PEORIA, Ill -- Peoria Police Chief Steve Settingsgaard says he is comfortable with the stipulations that are in the bill passed into law Tuesday.
"We were going to have concealed carry, there was no doubt about that, but it's good to have a law that now defines it for people," said Chief Settingsgaard.
He also believes that this will contribute to a decline in gun crimes.
"The folks that I fear with a gun, most of them are already carrying guns," he said.
Chief Settingsgaard said criminals may think twice now, knowing victims might not be such easy prey. Overall he believes the law will be helpful.
"I may go to rob someone, assault someone, they may have a gun to defend themselves or some passerby or witness may armed that can defend them," he said.

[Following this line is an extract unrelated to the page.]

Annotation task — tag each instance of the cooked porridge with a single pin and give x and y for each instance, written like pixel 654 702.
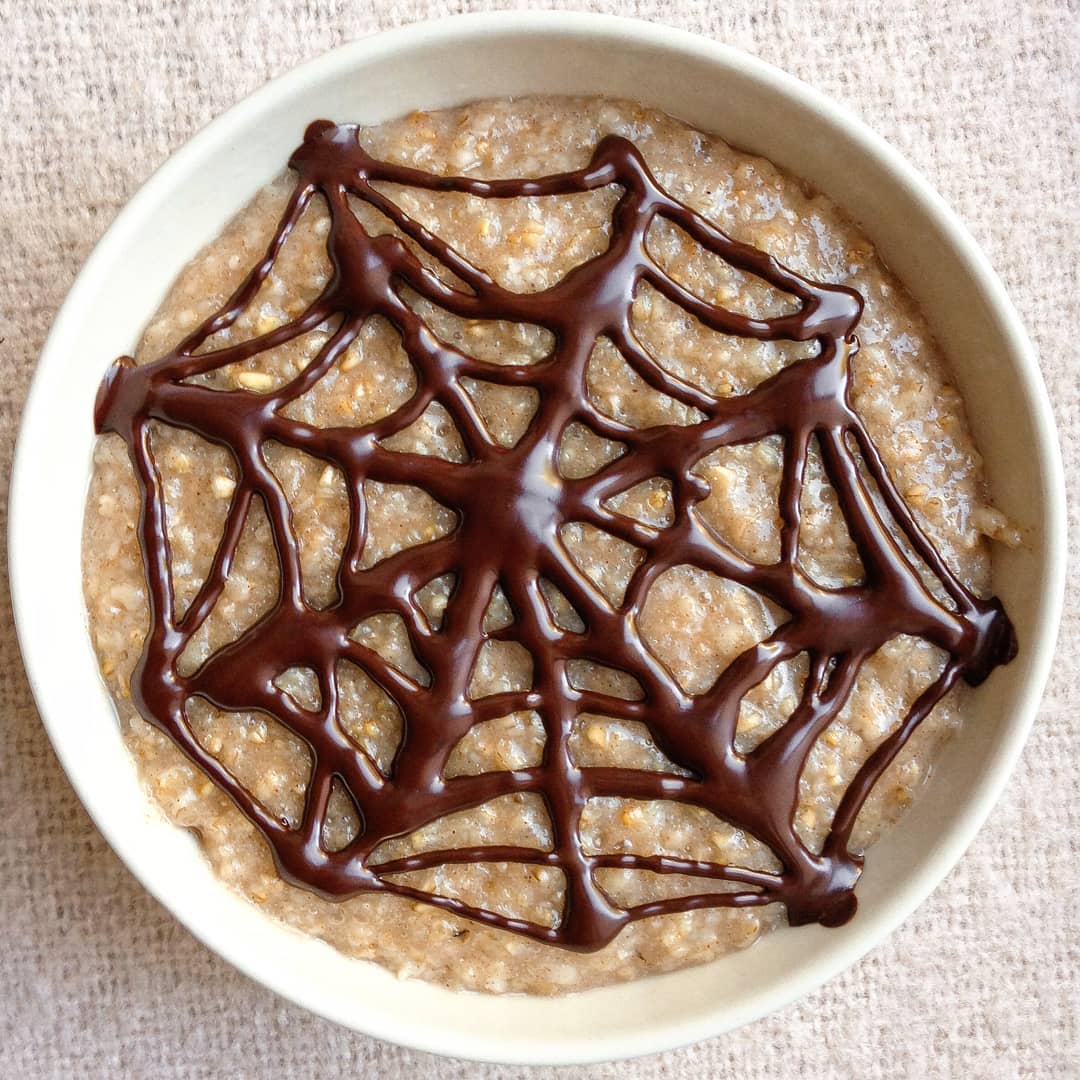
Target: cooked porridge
pixel 696 623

John Meek, owner of Midwest Firearms in East Peoria, said he is pleased with the new law and adds business is booming.
"We have some people that have been anticipating this day for a long time, and I'm sure that they have purchased for this purpose," said Meek.
However, gun owners will not be able to carry their weapons in public without a valid concealed carry permit, a process that Illinois state police have 180 days to develop.
That delay causes concern for Chief Settingsgaard.
"How do we enforce this new law that says you can't carry a concealed gun without a permit, yet you can't get a permit?" questioned Chief Settingsgaard.
The Chief hopes to sit down with the State's Attorney, the Sheriff and other local law enforcement soon to determine if they will arrest for concealed carry during this time. Still, he said for those considering, it's not a decision to take lightly.
"You have to understand the repercussions of producing a gun in a hostile incident, being able to react, being able to maintain possession and being able to do the right thing, make the right decision in a split second," he said.